The 2000 election of George Bush became the first thorn in our friendship. I felt that the presidency was stolen from Al Gore by the Supreme Court, and couldn't understand how America could have elected such an inarticulate president. 9-11 shocked us both, but our opinions on the Bush entry into Iraq were diametrically opposite. She was not a person to change her mind, and I had learned not to argue against Bush. Throughout eight long years of the Bush presidency, I bit my tongue whenever politics was mentioned, however tangentially. My only lapse was when we made a bet that there would be no weapons of mass destruction found in Iraq. She never paid this off, and kept insisting that they would be found eventually; she may still believe this myth. Gradually she bought into the various pieces of the Bush anti-science agenda. Our mutual agreement to avoid political discussions expanded to exclude all mention of: Billy Carter; Bill Clinton; Al Gore; Dick Cheney; George Bush; Global Warming, Public transportation; Urban density; Free Market economics; Health care in America.

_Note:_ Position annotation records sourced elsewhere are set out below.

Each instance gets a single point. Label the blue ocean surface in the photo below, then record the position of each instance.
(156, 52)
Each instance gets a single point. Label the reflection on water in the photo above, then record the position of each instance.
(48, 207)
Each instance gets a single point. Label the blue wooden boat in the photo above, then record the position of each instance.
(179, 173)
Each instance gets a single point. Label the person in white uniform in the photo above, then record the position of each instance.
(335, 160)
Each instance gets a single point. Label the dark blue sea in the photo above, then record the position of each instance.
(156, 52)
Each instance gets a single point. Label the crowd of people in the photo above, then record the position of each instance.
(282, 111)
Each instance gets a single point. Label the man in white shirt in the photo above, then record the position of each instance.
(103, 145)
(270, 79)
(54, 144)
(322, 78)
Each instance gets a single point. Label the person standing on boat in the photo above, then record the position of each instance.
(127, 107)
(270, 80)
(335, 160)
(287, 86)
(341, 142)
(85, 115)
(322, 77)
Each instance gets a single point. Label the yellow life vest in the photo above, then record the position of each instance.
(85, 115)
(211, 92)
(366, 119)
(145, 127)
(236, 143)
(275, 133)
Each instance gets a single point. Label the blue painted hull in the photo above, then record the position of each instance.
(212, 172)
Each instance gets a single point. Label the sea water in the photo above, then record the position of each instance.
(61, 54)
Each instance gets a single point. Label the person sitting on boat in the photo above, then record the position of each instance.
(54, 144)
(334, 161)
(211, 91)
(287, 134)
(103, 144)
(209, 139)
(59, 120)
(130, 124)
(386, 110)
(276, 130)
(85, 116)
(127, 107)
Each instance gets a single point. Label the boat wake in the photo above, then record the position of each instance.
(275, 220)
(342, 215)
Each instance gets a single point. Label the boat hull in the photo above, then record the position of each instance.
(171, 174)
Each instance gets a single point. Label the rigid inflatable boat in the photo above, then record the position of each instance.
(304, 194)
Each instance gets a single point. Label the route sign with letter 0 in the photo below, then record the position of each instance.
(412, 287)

Then Obama was elected. I expected she would have the same respect for me that I had shown her, and she would avoid railing against our president in our exchanges, but this was a mistake. Soon, I was cautioned that Obama was ruining America, that he was a Socialist, and could not be re-elected. By this time Facebook was everyone's social media, and her posts were a countdown to the end of the Obama administration and the election of a Republican president. Hardly a day went by that there was not a picture of Obama with a mean-spirited and small-minded message of disapproval. For a time her profile picture was Obama with numerous cigarettes dripping from his mouth in a mockery I did not quite understand.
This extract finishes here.